Following the output bandpass filter is another amplifier - this time, using the generic 2N3904 - which boosts the signal a bit more to overcome the intrinsic (relative) insensitivity of the RTL-SDR dongle:  At this lower frequency, the gain will be higher and the noise figure - set by previous stages - is less important, allowing the use of a general-purpose device.  Hanging on the output of this amplifier is a series L/C network tuned to the 10 MHz local oscillator frequency to reduce its energy by 15-20dB:  This signal is otherwise a bit strong and as we know, it's a good idea to keep the extraneous signals entering an RTL-SDR dongle to a minimum!

The final stage is a simple potentiometer-type attenuator - nothing more complicated being required as constant impedance is not very important for the input of an RTL dongle, particularly if a short cable is used.  As we already know, when dealing with RTL-SDRs on HF, it's best to start out with a bit of extra signal - and then tweak the levels downwards as necessary to find the "sweet spot" between being able to hear weak signals and prevent overload from strong signals.  In the case of 15 meters, at this time of the sunspot cycle when band openings are a bit rare and signals are on the weak side it's probably best to adjust the overall system gain to just be able to hear the background ionospheric noise - and no more!

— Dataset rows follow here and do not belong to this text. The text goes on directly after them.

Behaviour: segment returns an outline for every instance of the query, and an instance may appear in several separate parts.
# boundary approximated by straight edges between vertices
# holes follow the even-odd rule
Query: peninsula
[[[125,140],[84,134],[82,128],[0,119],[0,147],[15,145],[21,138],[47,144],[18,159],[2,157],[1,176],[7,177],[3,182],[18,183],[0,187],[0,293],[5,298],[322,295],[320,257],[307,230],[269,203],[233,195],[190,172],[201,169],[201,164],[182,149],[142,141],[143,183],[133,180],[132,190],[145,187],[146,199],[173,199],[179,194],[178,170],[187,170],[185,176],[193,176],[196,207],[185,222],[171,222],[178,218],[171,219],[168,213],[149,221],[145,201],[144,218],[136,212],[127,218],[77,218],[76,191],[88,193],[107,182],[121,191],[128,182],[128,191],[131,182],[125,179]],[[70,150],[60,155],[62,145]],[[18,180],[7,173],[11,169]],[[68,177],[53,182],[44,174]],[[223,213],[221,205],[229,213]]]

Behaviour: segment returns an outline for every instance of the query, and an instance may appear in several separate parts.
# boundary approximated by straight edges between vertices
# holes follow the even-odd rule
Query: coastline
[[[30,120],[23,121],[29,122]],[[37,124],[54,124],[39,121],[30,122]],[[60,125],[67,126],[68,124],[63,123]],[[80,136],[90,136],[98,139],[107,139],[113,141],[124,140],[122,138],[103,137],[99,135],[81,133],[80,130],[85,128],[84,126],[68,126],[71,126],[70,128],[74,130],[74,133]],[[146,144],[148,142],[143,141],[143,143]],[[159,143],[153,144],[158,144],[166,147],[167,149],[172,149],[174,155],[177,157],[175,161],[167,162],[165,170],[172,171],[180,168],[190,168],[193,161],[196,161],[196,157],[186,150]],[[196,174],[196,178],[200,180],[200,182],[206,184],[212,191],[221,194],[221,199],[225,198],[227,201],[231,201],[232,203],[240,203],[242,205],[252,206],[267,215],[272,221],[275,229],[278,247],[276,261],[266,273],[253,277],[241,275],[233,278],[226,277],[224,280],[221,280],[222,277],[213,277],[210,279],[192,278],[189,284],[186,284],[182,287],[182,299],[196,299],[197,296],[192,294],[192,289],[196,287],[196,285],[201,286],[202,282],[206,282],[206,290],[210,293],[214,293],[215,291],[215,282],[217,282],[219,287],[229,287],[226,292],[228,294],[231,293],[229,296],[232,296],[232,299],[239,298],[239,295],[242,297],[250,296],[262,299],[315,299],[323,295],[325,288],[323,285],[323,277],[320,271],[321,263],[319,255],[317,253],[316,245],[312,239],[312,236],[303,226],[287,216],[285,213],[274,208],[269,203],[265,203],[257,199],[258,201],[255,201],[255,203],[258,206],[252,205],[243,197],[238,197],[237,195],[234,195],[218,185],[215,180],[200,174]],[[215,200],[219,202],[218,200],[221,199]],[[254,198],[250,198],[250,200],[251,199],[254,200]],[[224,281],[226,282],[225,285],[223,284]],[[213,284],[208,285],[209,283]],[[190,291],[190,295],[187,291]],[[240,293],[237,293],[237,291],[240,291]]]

When tested using the "SDR Sharp" program, the combined sensitivity (with R10 set for maximum signal) of the downconverter and RTL-SDR dongle running in "direct" mode was on the order of -130dBm in an SSB bandwidth - less than 0.1 microvolts, and more than enough sensitivity to "hear" anything that would fall on any decent HF antenna in an RF-quiet environment when the band was dead.  When installed on site, R10 was adjusted so that, with a "dead", quiet band the background ionospheric noise was be just registered on the S-meter and A/D converter by several dB to maximize its signal handling capability.

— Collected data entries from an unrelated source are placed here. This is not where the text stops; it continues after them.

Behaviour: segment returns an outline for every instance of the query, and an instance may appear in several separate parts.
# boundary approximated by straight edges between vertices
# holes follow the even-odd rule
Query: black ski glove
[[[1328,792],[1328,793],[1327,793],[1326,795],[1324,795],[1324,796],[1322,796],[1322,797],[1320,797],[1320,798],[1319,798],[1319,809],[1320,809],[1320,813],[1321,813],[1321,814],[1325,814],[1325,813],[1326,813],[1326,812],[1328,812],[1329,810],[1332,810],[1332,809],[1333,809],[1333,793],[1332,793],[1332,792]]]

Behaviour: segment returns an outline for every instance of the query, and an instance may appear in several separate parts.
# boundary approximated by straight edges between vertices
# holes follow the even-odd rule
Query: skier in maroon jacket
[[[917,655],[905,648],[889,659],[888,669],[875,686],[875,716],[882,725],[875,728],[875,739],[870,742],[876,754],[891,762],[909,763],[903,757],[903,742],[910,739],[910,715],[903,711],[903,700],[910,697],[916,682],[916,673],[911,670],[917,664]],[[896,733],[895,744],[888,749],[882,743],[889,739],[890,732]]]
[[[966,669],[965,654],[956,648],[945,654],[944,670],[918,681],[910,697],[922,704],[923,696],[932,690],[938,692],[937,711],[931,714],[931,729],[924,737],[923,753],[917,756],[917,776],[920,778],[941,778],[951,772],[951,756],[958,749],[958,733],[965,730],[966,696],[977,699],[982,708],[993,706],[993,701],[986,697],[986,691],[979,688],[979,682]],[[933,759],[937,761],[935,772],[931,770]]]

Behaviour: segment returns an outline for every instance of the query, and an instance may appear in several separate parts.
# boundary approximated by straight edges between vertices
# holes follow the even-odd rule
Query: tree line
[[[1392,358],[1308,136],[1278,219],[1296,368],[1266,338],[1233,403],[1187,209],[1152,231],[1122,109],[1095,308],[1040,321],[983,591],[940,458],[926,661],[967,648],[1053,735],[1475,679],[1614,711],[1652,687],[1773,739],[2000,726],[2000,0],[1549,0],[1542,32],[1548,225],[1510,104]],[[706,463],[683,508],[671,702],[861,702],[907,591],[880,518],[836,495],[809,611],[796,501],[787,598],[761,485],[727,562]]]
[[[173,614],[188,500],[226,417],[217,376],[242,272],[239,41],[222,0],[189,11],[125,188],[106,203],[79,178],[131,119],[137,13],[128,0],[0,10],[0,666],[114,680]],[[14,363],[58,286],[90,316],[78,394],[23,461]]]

A downconverter for 10 meters:

A similar downconverter was constructed to provide full 10 meter coverage, also using an RTL-SDR dongle.  This converter is nearly identical to the 15 meter converter, except as follows:
The RTL-SDR dongle was configured to run at 2.048 Msps with the center frequency being 28.676 MHz, providing coverage from 27.652-29.700 MHz.  Because of the RTL-SDR's internal 28.8 MHz clock, there is a moderately strong carrier at this frequency that cannot be avoided.

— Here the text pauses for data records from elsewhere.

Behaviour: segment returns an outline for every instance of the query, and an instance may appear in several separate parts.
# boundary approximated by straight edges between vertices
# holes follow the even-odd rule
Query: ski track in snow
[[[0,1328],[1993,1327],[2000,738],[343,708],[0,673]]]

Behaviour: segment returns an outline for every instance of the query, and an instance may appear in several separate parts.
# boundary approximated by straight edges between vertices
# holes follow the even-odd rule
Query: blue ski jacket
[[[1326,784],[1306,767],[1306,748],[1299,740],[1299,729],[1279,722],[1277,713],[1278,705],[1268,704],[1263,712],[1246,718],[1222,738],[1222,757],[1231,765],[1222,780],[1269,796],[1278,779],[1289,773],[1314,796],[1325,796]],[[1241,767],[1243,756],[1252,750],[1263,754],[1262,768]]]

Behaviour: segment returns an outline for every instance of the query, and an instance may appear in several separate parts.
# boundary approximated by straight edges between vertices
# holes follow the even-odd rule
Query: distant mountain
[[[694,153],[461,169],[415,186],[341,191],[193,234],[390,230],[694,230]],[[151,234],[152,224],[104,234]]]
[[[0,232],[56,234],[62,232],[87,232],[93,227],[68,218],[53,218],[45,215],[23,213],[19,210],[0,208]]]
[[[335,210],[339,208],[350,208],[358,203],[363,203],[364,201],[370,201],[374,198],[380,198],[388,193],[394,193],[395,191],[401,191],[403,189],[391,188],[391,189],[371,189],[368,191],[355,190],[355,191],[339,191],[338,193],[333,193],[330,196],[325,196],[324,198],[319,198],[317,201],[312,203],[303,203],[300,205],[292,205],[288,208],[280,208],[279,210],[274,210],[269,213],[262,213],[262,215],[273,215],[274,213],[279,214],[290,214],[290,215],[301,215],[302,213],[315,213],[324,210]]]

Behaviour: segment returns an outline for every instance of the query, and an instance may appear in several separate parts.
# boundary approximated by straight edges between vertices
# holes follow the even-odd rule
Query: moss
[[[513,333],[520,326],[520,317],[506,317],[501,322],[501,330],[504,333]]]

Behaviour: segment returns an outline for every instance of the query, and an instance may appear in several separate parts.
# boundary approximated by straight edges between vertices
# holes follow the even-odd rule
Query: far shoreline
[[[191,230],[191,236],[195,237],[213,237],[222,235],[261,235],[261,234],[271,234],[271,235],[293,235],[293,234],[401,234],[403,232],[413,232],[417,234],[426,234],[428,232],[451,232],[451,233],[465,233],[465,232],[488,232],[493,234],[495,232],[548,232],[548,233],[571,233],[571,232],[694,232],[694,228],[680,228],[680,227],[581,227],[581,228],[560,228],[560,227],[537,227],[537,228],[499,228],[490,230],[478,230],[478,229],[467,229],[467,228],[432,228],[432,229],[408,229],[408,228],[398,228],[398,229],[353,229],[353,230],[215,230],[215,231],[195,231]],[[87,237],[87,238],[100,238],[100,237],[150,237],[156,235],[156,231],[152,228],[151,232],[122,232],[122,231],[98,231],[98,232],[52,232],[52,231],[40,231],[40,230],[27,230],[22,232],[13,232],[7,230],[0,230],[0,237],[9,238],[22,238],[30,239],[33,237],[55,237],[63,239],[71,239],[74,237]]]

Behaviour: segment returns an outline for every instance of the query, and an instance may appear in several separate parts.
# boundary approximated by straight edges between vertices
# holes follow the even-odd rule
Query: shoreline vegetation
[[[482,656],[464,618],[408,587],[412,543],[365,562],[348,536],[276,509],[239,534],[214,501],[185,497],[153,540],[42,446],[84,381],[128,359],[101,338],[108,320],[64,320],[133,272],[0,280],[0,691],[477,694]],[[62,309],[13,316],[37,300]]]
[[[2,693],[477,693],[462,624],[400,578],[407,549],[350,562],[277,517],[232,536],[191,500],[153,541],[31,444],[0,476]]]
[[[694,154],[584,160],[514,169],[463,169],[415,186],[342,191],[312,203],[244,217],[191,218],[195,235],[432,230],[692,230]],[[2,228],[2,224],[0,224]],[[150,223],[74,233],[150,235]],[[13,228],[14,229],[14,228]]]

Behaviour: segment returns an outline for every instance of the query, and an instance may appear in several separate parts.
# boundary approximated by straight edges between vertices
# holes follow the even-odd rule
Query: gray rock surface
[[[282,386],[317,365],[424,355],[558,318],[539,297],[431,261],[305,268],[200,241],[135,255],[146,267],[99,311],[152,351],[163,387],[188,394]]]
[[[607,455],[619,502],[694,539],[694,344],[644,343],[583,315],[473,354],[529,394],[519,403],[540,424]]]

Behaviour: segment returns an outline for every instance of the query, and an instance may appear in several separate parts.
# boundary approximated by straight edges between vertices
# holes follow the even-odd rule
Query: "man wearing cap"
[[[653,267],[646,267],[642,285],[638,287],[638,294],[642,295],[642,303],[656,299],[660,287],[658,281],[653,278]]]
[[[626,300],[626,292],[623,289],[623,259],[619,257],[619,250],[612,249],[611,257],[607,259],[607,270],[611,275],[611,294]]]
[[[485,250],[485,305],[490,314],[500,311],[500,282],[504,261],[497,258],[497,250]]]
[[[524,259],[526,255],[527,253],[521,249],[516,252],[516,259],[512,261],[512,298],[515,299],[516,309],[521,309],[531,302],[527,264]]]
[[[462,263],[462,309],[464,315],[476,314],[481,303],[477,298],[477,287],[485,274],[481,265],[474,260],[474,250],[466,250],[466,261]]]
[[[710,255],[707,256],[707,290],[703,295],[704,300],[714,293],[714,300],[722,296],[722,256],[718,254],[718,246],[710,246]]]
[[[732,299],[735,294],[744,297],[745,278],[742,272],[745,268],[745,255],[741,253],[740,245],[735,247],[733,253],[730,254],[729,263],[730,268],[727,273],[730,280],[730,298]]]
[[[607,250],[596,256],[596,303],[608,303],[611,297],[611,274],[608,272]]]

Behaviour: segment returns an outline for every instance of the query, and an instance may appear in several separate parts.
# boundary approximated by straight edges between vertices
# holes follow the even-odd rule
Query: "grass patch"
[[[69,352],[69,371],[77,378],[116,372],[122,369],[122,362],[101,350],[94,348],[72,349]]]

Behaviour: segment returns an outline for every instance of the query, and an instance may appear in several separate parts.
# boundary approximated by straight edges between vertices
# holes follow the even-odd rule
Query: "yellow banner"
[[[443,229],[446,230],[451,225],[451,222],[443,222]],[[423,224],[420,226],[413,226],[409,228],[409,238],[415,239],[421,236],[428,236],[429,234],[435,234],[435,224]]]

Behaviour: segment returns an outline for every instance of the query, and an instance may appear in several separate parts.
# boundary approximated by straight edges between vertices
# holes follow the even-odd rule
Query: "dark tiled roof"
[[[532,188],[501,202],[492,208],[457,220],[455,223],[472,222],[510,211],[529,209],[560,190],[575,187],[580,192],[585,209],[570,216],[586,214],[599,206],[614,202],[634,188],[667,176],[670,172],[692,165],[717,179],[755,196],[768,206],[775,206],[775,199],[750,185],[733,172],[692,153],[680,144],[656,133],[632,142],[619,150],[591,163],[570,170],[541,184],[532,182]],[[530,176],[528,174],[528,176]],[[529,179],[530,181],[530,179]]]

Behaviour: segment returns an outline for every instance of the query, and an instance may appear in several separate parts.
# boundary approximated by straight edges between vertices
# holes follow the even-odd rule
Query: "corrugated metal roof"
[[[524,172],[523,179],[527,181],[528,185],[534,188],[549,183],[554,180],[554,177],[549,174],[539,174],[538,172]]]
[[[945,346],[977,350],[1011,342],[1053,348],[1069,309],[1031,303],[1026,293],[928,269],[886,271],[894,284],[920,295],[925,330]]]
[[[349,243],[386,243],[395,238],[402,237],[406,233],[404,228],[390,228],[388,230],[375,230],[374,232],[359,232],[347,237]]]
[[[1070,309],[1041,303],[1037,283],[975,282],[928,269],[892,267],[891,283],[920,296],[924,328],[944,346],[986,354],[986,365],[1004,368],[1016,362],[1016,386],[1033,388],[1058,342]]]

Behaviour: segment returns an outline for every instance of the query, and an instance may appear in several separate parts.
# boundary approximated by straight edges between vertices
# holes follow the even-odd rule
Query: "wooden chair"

It was later found to be necessary to add yet another RF amplifier after the one on the downconverter's output to bring the signal level up enough to make the RTL-SDR dongle capable of hearing the background (thermal) noise on the 10 and 15 meter amateur bands on the respective downconverters.  This amplifier was placed after the output level adjustment potentiometer (R10 in Figure 1) to minimize the amount of signal that this amplifier could see.  Because of the comparative deafness of the RTL-SDR in "direct" mode, the apparent increase in noise figure by placing the gain control at that point is irrelevant.

Because of the limited dynamic range of these dongles (no matter whether you use an upconverter, downconverter or "direct") having such a level control on the input is absolutely necessary.

Later versions:

After the units described above were built, more were found to be necessary - but a change was made:  Rather than have an output amplifier transistor as described above, an Analog Devices AD8367 evaluation board was implemented as both an amplifier and AGC - the latter being to prevent strong signals from overloading the RTL-SDR when the band is open.  Details on this circuit will be detailed here later.